The next morning, we headed out for some white water rafting on the Shotover river. Emma had never been rafting before, and was a little bit nervous about the brochure's promise of class 5 rapids. Her anxiety was not alleviated when the rafting guides started to give instructions about what to do if the raft were to capsize, and telling everyone to 'by no means try to stand up in the river if you fall out of the raft or you'll almost certainly drown'. It didn't help that, while this safety briefing was going on, they were driving us in a bus down the most dangerous road in New Zealand. This road, which transports you into part of the Shotover river valley called Skipper's Canyon, was initially used by gold miners to get access to the river. Now, because the road is so dangerous, public use is not permitted, and bits of the road are known to crumble off into the river from time to time. Pictures don't really do it justice, but as you can see, it's quite a narrow road.

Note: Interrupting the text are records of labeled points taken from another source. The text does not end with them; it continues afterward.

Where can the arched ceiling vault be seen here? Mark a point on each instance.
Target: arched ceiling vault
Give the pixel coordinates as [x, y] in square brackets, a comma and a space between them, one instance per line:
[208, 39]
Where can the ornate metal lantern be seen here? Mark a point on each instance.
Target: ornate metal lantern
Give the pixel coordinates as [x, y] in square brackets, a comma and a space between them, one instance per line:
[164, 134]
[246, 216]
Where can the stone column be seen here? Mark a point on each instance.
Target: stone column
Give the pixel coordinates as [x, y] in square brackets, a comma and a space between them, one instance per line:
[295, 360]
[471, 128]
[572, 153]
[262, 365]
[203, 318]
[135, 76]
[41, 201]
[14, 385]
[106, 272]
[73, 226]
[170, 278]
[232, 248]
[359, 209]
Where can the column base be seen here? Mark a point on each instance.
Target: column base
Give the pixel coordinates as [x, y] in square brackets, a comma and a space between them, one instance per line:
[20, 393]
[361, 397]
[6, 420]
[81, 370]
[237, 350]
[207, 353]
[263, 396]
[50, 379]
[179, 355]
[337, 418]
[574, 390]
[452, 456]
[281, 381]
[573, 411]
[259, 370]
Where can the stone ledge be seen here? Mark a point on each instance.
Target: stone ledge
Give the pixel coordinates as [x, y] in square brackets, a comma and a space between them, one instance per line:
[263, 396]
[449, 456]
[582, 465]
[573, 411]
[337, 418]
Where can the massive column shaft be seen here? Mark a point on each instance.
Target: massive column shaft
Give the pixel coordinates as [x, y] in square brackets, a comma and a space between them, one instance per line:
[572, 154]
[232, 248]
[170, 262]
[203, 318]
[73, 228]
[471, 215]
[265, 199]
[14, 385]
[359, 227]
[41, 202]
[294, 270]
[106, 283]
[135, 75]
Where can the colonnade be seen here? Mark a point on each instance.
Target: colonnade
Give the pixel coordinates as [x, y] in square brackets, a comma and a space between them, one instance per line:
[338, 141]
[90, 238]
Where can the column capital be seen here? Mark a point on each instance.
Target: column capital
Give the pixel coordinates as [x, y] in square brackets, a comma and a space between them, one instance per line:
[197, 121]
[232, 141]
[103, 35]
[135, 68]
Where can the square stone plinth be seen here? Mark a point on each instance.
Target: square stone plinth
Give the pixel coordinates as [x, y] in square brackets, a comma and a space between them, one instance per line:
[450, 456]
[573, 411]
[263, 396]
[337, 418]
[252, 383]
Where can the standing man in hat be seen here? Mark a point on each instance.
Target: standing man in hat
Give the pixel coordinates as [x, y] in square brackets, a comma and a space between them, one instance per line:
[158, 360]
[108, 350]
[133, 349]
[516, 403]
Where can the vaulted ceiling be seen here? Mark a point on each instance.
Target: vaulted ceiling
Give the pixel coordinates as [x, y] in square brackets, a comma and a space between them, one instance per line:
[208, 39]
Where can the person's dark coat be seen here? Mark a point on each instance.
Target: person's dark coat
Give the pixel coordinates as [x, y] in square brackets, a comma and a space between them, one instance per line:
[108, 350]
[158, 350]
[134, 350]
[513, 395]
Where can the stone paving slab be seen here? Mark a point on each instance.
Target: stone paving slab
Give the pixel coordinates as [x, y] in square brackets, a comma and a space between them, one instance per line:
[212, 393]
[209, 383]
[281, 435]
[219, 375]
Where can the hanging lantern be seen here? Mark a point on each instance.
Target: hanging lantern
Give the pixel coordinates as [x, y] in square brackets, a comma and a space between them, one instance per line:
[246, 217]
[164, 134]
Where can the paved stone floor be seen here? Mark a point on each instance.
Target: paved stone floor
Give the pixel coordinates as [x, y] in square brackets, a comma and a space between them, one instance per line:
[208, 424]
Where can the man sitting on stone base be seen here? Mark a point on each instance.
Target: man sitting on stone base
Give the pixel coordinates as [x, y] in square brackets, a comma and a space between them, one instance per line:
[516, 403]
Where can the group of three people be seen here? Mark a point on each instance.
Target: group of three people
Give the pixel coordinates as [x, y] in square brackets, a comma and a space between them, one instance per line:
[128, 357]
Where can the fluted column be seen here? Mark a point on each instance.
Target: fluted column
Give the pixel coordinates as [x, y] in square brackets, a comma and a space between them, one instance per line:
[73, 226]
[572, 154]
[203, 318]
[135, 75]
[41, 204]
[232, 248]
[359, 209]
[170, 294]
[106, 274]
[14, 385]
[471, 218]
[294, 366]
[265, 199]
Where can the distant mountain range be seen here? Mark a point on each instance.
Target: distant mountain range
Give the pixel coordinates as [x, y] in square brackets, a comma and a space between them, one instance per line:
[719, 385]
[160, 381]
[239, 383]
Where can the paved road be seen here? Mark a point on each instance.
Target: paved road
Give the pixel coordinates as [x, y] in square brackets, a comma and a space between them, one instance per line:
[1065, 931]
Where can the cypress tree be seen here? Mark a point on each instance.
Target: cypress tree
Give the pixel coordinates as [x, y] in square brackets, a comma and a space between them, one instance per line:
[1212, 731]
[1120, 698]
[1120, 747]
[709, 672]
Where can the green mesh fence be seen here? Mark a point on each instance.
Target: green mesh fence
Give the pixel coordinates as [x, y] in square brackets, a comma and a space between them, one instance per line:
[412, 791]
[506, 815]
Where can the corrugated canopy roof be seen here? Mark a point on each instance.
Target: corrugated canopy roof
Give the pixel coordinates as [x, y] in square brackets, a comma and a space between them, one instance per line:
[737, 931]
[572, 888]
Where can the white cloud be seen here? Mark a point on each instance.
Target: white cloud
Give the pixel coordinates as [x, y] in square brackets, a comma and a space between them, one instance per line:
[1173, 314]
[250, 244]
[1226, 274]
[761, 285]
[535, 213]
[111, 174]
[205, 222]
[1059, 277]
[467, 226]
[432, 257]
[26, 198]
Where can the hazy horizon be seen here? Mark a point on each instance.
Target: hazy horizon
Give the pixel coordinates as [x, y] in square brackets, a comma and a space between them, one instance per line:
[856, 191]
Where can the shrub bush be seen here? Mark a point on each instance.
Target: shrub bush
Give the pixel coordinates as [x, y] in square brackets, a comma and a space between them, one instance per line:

Anyway, back to the rafting. We actually made it through the experience relatively unscathed (Emma hit Justin with her paddle once, accidentally of course), and the raft did not capsize. This was all despite the fact that half of the others in our raft didn't understand english and hence couldn't react properly to our guide's paddling commands. We don't have any photos of the rafting experience, so we figure that we'll have to go again sometime, and now Emma will be confident enough to try and bring her waterproof camera.
The Queenstown region (part of central Otago) is known for its pinot noir, so we decided we had better do at least a little bit of wine tasting during our time there. We headed out to the Gibbston Valley, which hosts a number of vineyards, and rented some bikes.